Yegorov was first fined under the law in July on the basis of several media reports describing him as a member of the group. On December 27, police detained him for participation in a peaceful protest and a court sentenced him to 12 days in detention for violating regulations on public gatherings. A few hours before his anticipated release, police took him to court, where he received an additional fine on charges of involvement with an undesirable organization. The charge stemmed solely from the fact that the colors on his placard – yellow and black – were similar to the group’s colors.

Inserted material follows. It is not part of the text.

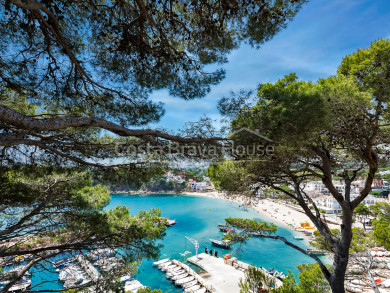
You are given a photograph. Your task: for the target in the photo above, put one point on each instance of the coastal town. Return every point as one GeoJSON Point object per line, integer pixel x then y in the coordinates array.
{"type": "Point", "coordinates": [195, 146]}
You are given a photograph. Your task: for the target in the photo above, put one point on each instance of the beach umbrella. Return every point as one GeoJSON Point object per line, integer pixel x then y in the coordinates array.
{"type": "Point", "coordinates": [386, 283]}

Igor Toporkov from Ulyanovsk said his house was not searched but anti-extremism police interrogated him twice on January 22 and denied him access to a lawyer. Toporkov said that police questioned him about Shevchenko’s relation to the UK-registered “Open Russia” organization and implied that the Russian civic movement was a branch of that group.

Fifteen organizations, most of them American capacity-building groups and donor institutions, are on the Russian Justice Ministry’s list of “foreign undesirable organizations.” The list includes Open Russia Civic Movement (Open Russia) and Otkrytaya Rossiya, (a transliteration of “Open Russia” in Russian) based in the UK. The banned UK legal entities are affiliated with the exiled oil tycoon Mikhail Khodorkovsky. ORCM activists in Russia have repeatedly objected to being treated as members of “an undesirable foreign organization,” emphasizing that their movement is neither registered nor foreign, and not associated with UK based entity.

Alexei Pryanishnikov, the group’s coordinator, told Human Rights Watch that courts in Russia rarely accept that argument. He said that at least 30 administrative cases have been brought against the movement’s members since April, and that courts quashed first instance rulings on that basis in only three of them. In many instances, charges were based solely on social media posts in which activists appear with posters bearing the words “Open Russia” or its symbols, or for their participation in the group’s events, including peaceful public assemblies. Pryanishnikov also said that he knows of at least five other members of the movement who have two or more fines for involvement with an “undesirable organization,” and could also be at risk of criminal prosecution.

The law violates the rights to freedom of expression and association set out in the International Covenant on Civil and Political Rights and the European Convention on Human Rights. Russia is a state party to both treaties.

“Russian authorities can try to use the ‘undesirables’ law to make political persecution look legal, but they will fool no one,” Denber said. “With Shevchenko’s prosecution, the authorities are emphasizing their message of intimidation that peaceful criticism of the government can land you in prison for years.”